Many other pedestrian-centric projects are the pipeline for Hidalgo's new mandate, especially as Paris will welcome the Olympic Games in 2024. For example, the surroundings of the Eiffel Tower will be made green and pedestrian-only, which include the Pont d'Iéna. The venture, which has been estimated to cost 107M€ ($127.4M), is scheduled to start at the end of 2021 and finish in 2024 but has been met with protests from elected representatives of the arrondissements concerned.
Last but not least, the Champs-Elysées will go under significant changes too. One of the most used roads of the city with some 64,000 vehicles a day - and therefore one of the most polluted zones - the Champs has lost the favors of Parisians. In 2019, the committee of the most renowned avenue in the world unveiled its project to "re-enchant" the area. More information and a video about the 150M€($178.9M) urban redesign have been shared earlier this year. It will be transformed into an “extraordinary garden where you’ll hear the singing of the birds,” per Hidalgo’s speech.

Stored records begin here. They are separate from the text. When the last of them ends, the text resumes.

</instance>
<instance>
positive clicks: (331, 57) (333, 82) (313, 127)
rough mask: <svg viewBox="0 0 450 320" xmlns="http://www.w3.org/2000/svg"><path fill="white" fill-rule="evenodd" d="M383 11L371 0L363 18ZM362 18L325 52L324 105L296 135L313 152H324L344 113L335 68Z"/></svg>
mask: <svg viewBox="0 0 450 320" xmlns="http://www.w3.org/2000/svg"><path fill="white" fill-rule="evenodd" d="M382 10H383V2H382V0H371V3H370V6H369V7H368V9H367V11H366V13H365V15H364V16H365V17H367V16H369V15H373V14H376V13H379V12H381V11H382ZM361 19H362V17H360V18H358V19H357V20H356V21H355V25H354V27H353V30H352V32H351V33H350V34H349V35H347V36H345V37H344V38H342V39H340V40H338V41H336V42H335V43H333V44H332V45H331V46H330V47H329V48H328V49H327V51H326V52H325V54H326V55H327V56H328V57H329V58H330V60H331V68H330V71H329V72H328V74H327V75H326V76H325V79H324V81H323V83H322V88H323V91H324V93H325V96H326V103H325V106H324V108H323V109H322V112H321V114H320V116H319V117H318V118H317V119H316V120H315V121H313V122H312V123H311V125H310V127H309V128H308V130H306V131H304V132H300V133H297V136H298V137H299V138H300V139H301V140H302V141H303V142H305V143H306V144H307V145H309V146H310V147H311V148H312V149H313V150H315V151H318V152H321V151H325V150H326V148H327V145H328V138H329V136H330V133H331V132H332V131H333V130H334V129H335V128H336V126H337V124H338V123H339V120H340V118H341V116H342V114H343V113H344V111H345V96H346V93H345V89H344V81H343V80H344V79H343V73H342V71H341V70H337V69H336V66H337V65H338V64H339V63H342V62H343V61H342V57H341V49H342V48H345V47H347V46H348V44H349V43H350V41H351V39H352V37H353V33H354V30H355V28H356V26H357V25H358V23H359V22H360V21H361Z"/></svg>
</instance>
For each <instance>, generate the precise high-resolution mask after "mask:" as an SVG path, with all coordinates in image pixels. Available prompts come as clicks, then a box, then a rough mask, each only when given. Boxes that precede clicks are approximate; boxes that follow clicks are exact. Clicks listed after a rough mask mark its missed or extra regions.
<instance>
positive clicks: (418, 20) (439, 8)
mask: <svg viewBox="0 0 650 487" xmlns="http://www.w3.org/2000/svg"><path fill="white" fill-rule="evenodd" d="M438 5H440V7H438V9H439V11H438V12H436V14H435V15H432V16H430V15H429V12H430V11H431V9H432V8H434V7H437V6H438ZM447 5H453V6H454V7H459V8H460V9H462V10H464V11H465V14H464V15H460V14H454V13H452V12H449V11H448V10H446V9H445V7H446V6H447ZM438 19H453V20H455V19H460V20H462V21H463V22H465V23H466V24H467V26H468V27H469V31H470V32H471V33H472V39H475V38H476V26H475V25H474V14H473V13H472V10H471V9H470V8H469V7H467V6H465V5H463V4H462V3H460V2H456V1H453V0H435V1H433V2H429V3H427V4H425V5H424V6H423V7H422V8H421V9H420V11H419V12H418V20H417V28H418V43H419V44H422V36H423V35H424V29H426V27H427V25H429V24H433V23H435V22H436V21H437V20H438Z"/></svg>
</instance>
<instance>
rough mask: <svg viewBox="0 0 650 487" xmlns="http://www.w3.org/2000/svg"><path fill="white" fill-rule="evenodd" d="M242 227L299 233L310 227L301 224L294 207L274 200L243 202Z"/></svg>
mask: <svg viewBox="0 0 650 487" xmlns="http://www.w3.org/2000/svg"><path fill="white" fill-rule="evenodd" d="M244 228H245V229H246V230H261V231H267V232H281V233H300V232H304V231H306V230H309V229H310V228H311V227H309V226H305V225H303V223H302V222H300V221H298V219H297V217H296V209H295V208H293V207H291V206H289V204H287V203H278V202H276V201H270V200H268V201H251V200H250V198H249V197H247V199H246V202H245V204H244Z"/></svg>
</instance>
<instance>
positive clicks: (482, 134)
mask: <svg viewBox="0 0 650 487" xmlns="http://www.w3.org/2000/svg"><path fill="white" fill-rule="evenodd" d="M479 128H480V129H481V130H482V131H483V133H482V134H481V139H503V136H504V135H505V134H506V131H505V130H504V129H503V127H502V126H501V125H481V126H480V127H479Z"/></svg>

“I think we must not oppose mobilities: they are rather all complementary and each respond to a different need,” Plas said. “Electric mopeds are synonymous with freedom and speed. The challenge today is for cities to adopt regulations that encourage residents to change their habits. To be more moped friendly, they can in particular authorize them to circulate in the lanes reserved for buses, as in Oslo for example. We can also set up transition bonuses that can be used for mobility services like Cityscoot. Madrid does it, why not Paris?”